Many women, Douglas continued, face a "punishing" dilemma — especially those in entertainment and public life. Wrinkles can threaten their livelihood, but "if you go under the knife and don't look like yourself, you're attacked for being narcissistic or wanting to hold on to the past. So it's really hard to win."
And then there's the multibillion-dollar "anti-aging industrial complex," as Douglas calls it, diligently grooming the next cult of warriors in the fight against the inevitable.
"It's spas, anti-aging creams, cosmetic procedures, gyms, all of that, and it's really quite a brilliant campaign," said Douglas. "They are now marketing Botox to people in their 20s, and if you get people to be phobic about aging when they're young, you have an ever-replenishing market for your products."
Rogers says she doesn't want to judge individual women — or men — for their attempts to look their best, and she's not out to condemn all manner of cosmetic surgery. She said that she's not trying to be "holier than thou" and acknowledges that she has experimented with minor treatment.
"I have tried very tiny amounts of Botox a couple of times, and I think it's important to put that out there," Rogers said.
Facelifts, tucks and other procedures aren't for her, Rogers said, but her right eye tends to droop a bit, and she wanted to see whether she could correct that without changing her appearance. Before the treatment, she emphasized, "I don't want you to try to get rid of wrinkles. I'm at an age where my face should have wrinkles and it would look weird if it didn't."
She said she was offered a little extra Botox to take care of frown lines.
"I said absolutely not. I want to be able to frown. And when I smile, I do want there to be wrinkles," she said.
"My issue is the compulsive and somewhat irrational pursuit of youth," she said. "If I look at you and my first thought is, Oh, my God, what have you done, or gee, your mouth looks weird, or you don't look like yourself, or your forehead won't move, to me that's a fail."
As yet, there's no anti-aging strategy, treatment or product that can stop or turn back the clock. And buying into the myth "reinforces the idea that aging … is bad, that old is ugly, and that evolution over a lifetime is evidence of failure," Dr.
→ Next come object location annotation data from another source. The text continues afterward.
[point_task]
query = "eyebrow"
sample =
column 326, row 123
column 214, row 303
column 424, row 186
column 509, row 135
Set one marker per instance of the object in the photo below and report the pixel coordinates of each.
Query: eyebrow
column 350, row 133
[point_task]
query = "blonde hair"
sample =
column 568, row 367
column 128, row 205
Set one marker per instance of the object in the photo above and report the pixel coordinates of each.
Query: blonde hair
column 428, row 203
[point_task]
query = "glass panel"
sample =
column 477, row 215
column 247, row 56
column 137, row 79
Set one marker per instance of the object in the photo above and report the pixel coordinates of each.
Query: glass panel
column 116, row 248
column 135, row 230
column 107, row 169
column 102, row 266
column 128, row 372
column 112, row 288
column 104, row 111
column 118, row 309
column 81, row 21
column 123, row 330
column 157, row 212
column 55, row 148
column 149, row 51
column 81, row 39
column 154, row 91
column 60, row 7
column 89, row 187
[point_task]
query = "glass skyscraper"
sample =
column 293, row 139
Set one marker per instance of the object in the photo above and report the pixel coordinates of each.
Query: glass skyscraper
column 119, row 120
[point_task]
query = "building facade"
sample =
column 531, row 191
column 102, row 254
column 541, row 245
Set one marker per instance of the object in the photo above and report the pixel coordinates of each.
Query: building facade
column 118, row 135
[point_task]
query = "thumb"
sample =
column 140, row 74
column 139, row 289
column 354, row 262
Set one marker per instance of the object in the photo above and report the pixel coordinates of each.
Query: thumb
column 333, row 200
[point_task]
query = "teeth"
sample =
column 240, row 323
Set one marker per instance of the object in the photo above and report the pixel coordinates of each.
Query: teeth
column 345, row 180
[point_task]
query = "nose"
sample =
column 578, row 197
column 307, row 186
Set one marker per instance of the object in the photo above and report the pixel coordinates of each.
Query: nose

Louise Aronson wrote in her book "Elderhood: Redefining Aging, Transforming Medicine, Reimagining Life."
Aronson describes a scene at her gym, where she realized that another woman's youthful appearance was manufactured.
"I saw where her skin had been pulled and tucked and how it fought with itself," wrote Aronson. "Suddenly she didn't look so pretty. She looked like a mannequin in a horror film. At some point, when you take one thing and try to make it another, you run the risk of the grotesque. Probably they didn't tell her about this risk; maybe she didn't care. Almost everyone values the present more than the future."
With a few more good role models, is it possible that we can all think of aging for what it is — natural, unavoidable and even dignified?